The NL graphics are greatly improved, but I still prefer the WW colors. To me they were more vibrant and arranged than NL, which looks dull compared to WW. (I think all the newer 3DS games are that in general, I was slightly disappointed that my charmander wasn't really bright orange in X/Y like it was in Hg/Ss)


----------



## Jake (Aug 23, 2015)

NL has the best graphics but I like the graphic style of CF and NL - it's funny tho coz I remember playing WW and thinking to myself "omf this game looks so good!!"


----------



## Coach (Aug 23, 2015)

I prefer the Gamecube graphics over the other versions, I don't really know why though. I also like the New Leaf graphics, but I kinda prefer the Wild World ones more, since I have more memories from my childhood with them.


----------



## Acruoxil (Aug 23, 2015)

jvgsjeff said:


> I'd probably say New Leaf overall, even though City Folk does have the highest resolution of the games so far (due to being on a home system instead of a portable). I think the northern lights looked better in City Folk too.
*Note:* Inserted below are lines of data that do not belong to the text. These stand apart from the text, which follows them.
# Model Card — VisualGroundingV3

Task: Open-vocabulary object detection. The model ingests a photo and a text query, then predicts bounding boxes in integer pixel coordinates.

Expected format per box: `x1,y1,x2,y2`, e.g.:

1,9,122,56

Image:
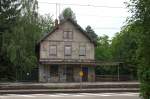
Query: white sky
37,0,131,38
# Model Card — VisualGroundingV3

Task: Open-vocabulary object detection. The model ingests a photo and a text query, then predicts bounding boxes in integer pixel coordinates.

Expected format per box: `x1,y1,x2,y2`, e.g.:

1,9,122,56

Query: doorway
66,66,74,82
82,67,88,82
50,65,59,82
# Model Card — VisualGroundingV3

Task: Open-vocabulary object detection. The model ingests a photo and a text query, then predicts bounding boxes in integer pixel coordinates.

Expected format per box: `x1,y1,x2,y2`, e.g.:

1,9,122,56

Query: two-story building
37,18,97,82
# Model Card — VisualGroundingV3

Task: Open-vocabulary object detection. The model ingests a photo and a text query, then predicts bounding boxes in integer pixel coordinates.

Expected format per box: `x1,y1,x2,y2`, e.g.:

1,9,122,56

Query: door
50,65,59,82
82,67,88,82
66,66,74,82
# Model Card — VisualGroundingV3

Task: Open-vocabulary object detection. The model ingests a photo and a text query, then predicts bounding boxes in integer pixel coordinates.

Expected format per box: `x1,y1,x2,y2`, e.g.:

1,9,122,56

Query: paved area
0,93,140,99
0,81,139,86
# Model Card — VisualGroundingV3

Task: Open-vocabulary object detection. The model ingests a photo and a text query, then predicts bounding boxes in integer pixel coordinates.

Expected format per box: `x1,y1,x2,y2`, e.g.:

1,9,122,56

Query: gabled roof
37,18,97,45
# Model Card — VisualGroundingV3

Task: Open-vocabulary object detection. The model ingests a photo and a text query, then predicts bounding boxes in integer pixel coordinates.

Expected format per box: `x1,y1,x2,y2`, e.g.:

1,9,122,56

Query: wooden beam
39,61,123,66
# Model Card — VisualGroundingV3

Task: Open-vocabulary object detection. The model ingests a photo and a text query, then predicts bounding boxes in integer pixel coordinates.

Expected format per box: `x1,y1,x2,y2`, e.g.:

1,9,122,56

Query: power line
38,2,124,30
77,14,127,18
38,2,129,19
38,2,127,9
93,27,121,30
38,9,128,18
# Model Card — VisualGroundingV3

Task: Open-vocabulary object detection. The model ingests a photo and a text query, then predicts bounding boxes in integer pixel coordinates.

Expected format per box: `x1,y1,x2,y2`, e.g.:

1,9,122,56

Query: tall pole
58,3,61,16
56,3,58,19
117,64,120,81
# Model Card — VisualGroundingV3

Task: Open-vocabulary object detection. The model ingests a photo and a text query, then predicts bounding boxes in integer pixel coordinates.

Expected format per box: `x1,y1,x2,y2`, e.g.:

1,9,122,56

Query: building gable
37,18,95,61
38,18,97,45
Pretty much this, yes. New Leaf is nice, yes but City Folk does look prettier due to the high resolution.


----------



## oswaldies (Aug 23, 2015)

Coach said:


> I prefer the Gamecube graphics over the other versions, I don't really know why though. I also like the New Leaf graphics, but I kinda prefer the Wild World ones more, since I have more memories from my childhood with them.



I agree with this


----------



## bigger34 (Aug 23, 2015)

City Folk has the best in my opinion, with Wild World being the worst.


----------



## strawbewwy (Aug 23, 2015)

new leaf!


----------



## Justin (Aug 24, 2015)

Jake. said:


> NL has the best graphics but I like the graphic style of CF and NL - it's funny tho coz I remember playing WW and thinking to myself "omf this game looks so good!!"
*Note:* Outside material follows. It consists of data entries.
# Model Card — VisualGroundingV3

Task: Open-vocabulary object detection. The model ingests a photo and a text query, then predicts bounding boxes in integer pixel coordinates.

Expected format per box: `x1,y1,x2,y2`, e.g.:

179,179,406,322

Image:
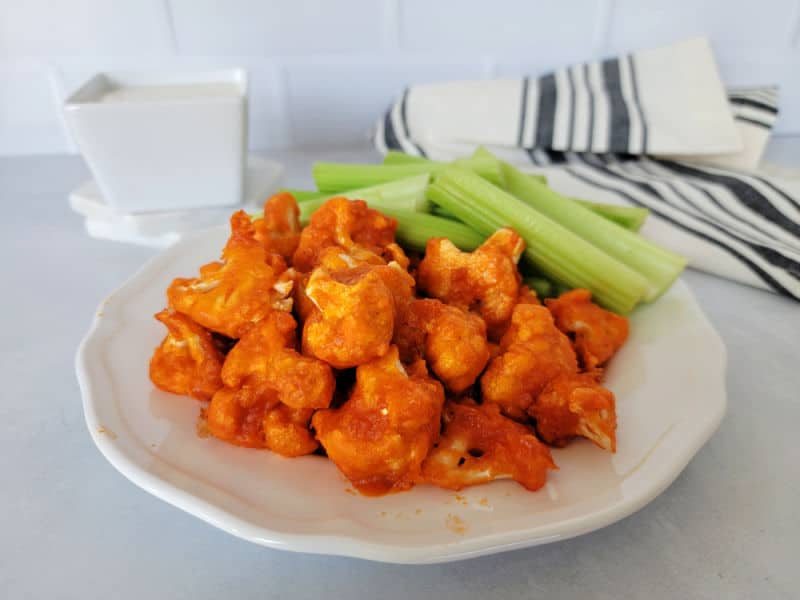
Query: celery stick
524,276,554,298
471,146,547,185
312,163,434,193
571,199,649,231
278,189,327,201
431,205,459,220
385,149,517,184
501,162,685,301
428,168,649,313
383,151,430,165
471,146,495,162
387,209,484,252
528,174,547,185
290,174,432,223
313,158,503,193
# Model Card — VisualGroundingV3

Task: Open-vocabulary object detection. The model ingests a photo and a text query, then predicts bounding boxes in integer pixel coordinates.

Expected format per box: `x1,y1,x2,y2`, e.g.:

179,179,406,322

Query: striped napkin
373,37,800,301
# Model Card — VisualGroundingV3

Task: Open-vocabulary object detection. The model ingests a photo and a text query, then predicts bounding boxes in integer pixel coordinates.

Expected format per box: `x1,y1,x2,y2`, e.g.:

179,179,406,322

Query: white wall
1,0,799,155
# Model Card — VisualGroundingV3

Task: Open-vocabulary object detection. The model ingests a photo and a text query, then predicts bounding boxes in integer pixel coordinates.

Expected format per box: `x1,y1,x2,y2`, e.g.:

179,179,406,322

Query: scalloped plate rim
76,225,727,564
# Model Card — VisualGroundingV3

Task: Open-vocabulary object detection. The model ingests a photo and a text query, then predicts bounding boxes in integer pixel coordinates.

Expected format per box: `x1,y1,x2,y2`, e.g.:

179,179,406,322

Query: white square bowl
64,69,248,212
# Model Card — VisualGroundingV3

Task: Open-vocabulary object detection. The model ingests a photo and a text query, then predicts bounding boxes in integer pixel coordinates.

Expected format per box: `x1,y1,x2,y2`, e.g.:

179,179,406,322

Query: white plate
70,155,284,245
76,226,727,564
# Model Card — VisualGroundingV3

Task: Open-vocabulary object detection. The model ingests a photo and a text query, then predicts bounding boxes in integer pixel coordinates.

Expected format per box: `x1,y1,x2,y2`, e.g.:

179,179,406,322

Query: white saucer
70,155,284,246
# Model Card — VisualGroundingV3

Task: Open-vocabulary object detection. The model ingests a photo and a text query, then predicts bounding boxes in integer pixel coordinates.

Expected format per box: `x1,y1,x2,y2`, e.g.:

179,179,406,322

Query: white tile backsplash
283,57,486,147
0,61,73,155
0,0,174,57
398,0,604,53
608,0,800,53
2,0,800,155
169,0,387,55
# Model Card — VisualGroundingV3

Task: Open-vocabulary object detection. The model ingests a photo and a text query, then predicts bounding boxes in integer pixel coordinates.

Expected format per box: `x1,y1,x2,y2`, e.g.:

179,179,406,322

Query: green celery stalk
278,189,327,201
471,146,547,185
431,205,459,220
471,146,496,162
383,151,430,165
523,276,554,298
293,174,432,223
385,149,514,183
571,199,649,231
500,162,685,302
313,158,503,193
312,163,435,193
386,209,484,252
427,168,649,313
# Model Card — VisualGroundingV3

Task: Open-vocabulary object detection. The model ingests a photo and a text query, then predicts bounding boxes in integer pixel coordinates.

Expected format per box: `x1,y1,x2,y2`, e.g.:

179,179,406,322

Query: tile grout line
46,62,78,154
272,63,294,149
382,0,401,51
162,0,180,53
592,0,615,57
791,0,800,47
481,56,497,79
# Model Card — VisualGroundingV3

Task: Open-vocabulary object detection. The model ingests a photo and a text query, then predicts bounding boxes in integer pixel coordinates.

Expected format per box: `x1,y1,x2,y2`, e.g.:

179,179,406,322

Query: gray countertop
1,143,798,600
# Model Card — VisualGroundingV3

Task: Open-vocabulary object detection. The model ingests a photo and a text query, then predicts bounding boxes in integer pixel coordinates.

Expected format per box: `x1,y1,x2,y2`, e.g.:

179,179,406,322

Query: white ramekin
64,69,248,212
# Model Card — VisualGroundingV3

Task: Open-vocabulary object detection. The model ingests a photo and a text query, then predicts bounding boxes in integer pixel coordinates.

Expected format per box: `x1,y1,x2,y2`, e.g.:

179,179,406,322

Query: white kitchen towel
533,152,800,301
373,39,800,300
659,86,779,171
377,37,748,159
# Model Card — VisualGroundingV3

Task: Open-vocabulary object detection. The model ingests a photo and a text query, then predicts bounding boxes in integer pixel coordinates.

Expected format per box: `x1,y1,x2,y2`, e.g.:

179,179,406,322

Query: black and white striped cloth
373,37,800,301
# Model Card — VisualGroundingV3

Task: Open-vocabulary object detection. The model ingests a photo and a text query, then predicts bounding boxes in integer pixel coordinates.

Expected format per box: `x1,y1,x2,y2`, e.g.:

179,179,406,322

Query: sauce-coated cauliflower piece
253,192,302,260
149,309,224,401
312,347,445,495
417,228,524,337
395,299,490,393
167,211,293,338
545,288,629,370
516,284,541,306
302,262,414,369
262,404,319,457
221,311,335,410
481,304,577,420
205,388,319,456
204,311,333,455
422,400,556,491
292,197,398,272
529,372,617,452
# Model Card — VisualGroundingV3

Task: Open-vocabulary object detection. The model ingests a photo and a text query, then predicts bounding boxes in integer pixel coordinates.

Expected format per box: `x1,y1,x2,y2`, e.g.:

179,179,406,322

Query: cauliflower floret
516,284,541,306
422,400,556,491
253,192,302,260
205,387,318,455
221,310,335,410
262,404,318,457
529,372,617,452
292,197,397,272
302,262,414,369
204,311,333,455
417,228,524,337
395,299,490,393
312,347,445,495
292,270,316,325
205,386,276,449
167,211,293,338
545,288,629,370
481,304,577,420
381,242,411,270
149,309,224,401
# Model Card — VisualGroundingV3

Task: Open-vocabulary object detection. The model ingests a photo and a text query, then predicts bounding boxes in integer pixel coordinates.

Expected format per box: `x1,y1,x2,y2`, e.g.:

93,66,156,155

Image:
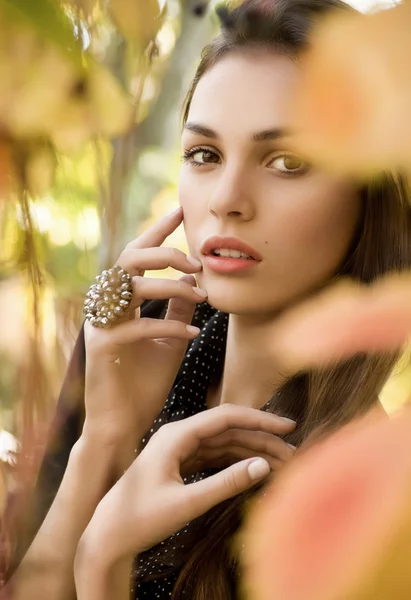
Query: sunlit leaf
87,64,133,136
0,29,80,138
108,0,163,47
49,64,133,150
0,0,82,65
0,22,131,146
242,409,411,600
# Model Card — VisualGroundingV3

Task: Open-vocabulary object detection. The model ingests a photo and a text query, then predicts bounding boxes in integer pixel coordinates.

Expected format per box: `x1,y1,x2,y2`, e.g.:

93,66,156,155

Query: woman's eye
268,154,310,175
183,148,220,166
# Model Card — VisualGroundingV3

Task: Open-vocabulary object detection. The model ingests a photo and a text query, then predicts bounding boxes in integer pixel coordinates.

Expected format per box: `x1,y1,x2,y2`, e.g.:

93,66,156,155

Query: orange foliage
291,2,411,175
243,409,411,600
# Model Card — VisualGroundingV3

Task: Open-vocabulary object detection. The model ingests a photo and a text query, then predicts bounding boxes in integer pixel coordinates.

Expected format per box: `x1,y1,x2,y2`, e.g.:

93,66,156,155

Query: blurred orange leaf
243,409,411,600
0,5,133,148
271,274,411,370
291,2,411,175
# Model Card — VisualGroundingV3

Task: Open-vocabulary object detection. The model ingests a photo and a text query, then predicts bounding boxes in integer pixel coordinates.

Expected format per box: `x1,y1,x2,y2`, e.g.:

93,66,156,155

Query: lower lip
203,255,259,274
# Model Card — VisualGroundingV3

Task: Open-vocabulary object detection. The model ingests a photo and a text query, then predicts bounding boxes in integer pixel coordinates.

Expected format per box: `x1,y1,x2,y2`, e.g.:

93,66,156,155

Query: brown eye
269,153,310,175
192,150,219,164
283,156,303,170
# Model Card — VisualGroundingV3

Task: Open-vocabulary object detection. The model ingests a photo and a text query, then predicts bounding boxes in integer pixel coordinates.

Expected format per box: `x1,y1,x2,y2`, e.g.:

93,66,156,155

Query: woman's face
179,50,361,316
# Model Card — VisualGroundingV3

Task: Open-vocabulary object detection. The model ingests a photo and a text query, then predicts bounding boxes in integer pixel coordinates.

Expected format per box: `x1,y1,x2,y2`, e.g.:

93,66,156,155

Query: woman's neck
208,312,289,410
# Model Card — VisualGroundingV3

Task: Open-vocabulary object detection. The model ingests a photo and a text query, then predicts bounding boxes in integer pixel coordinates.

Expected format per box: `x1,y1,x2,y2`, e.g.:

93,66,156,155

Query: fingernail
248,458,271,481
186,325,200,336
287,443,297,451
280,417,297,425
192,286,208,298
187,256,202,268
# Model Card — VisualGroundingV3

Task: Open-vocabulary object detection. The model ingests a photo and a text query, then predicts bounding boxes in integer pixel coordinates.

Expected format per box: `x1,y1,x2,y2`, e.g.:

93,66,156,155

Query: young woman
8,0,411,599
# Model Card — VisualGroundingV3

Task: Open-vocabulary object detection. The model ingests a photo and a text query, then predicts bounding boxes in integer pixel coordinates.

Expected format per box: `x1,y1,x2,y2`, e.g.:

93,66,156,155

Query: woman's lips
202,254,259,274
200,236,262,274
Omg same here with Wild World. Not only the graphics, but the frame rate is SO SO SO HORRIBLE too. It's freaky as hell because I don't remember the frame rate being so bad at all and I never heard anyone ever mention it back then.


----------



## Zandy (Aug 24, 2015)

I like New Leaf's graphics the best.  I think the quality is superb as it should be, but I also prefer how in AC:NL they increased the heights of the main characters and villagers.  I always thought everyone looked really stumpy and they look more proportionate overall now... except for Rosie.  She looks a little strange in AC:NL from her height in my opinion.


----------



## TheGreatBrain (Aug 24, 2015)

New Leaf.


----------



## Boccages (Aug 24, 2015)

Mario Kart 8 Animal Crossing circuit. Beats them all by a wide margin. I mean, Nintendo should be ashamed of the graphics of Animal Crossing: amiibo Festival when it gave us this.


----------



## Bowie (Aug 24, 2015)

Boccages said:


> Mario Kart 8 Animal Crossing circuit. Beats them all by a wide margin. I mean, Nintendo should be ashamed of the graphics of Animal Crossing: amiibo Festival when it gave us this.
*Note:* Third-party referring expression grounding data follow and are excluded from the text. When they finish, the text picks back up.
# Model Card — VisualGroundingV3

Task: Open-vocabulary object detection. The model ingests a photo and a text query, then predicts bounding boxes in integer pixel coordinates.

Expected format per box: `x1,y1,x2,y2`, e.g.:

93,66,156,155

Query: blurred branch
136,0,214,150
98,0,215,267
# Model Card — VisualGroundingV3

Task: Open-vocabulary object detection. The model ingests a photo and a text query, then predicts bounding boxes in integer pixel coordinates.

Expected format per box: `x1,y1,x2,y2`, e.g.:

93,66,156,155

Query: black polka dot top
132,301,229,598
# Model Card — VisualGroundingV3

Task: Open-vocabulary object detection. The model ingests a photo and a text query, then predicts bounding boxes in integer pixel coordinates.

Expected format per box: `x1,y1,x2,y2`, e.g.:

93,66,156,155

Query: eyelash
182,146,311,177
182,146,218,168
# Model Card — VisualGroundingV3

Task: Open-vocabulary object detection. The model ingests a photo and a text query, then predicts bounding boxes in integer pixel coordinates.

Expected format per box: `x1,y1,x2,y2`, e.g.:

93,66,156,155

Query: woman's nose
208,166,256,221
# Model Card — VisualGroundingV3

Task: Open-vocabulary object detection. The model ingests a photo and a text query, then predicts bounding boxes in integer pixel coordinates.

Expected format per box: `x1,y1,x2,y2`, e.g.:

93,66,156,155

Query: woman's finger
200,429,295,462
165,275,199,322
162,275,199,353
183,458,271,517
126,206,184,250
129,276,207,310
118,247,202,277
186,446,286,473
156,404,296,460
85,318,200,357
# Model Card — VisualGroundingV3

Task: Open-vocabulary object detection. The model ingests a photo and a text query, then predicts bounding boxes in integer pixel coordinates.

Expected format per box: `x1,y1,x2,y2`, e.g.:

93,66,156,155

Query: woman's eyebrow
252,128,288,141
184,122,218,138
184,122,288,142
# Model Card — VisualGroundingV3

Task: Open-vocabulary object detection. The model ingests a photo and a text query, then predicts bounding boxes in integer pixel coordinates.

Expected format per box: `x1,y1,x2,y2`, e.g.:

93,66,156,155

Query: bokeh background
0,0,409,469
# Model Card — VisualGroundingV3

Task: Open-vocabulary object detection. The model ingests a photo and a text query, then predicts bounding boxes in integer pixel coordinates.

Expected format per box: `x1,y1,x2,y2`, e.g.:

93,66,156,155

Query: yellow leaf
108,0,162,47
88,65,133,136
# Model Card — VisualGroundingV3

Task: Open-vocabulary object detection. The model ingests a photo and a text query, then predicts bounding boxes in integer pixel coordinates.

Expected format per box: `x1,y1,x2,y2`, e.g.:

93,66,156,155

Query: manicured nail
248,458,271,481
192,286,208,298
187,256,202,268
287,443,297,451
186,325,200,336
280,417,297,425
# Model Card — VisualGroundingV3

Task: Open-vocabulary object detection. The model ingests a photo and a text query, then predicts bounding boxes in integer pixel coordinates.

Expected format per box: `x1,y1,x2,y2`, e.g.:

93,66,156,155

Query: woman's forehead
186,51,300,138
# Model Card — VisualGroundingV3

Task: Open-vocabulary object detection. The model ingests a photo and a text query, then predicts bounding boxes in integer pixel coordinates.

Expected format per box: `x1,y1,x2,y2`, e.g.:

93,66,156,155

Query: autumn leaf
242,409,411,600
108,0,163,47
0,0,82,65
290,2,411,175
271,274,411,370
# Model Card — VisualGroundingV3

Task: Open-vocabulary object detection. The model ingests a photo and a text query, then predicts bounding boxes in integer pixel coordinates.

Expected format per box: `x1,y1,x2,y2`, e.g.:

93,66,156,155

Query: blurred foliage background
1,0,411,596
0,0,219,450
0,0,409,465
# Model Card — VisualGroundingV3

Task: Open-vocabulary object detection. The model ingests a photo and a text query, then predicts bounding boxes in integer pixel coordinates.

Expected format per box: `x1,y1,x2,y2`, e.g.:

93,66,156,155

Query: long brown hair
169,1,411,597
This is relevant. I was so amazed when I seen that course for the first time.


----------



## AmericanBeauty (Aug 26, 2015)

I have to say, the city folk graphics really were super clear and pretty. I wish new leaf had graphics like that. Then again, NL is played on a screen super tiny compared to a plasma screen tv.

- - - Post Merge - - -



Boccages said:


> Mario Kart 8 Animal Crossing circuit. Beats them all by a wide margin. I mean, Nintendo should be ashamed of the graphics of Animal Crossing: amiibo Festival when it gave us this.



that's so stunning! I wish the towns really looked like this!


----------



## Astro Cake (Aug 28, 2015)

New Leaf has the best graphics, but I feel like the older games had a more interesting style.


----------



## Envy (Sep 1, 2015)

New Leaf looks the best by a wide margin.

Although I will say that the earlier shots of the game looked better than the later.


----------



## Blu Rose (Sep 1, 2015)

I actually liked the cute-ish more chibi style of City Folk, and I also like how the colors were more... Solid?  Like, when you press/push down on the "joystick" (I don't know what it is called anymore) and your character moves South in your town, the colors north of your character start to get lighter to simulate the sun (I think).








Yeah, there's the difference.  I don't really like how they added that in, but I guess that is just me...


----------



## Kuroh (Sep 1, 2015)

New Leaf


----------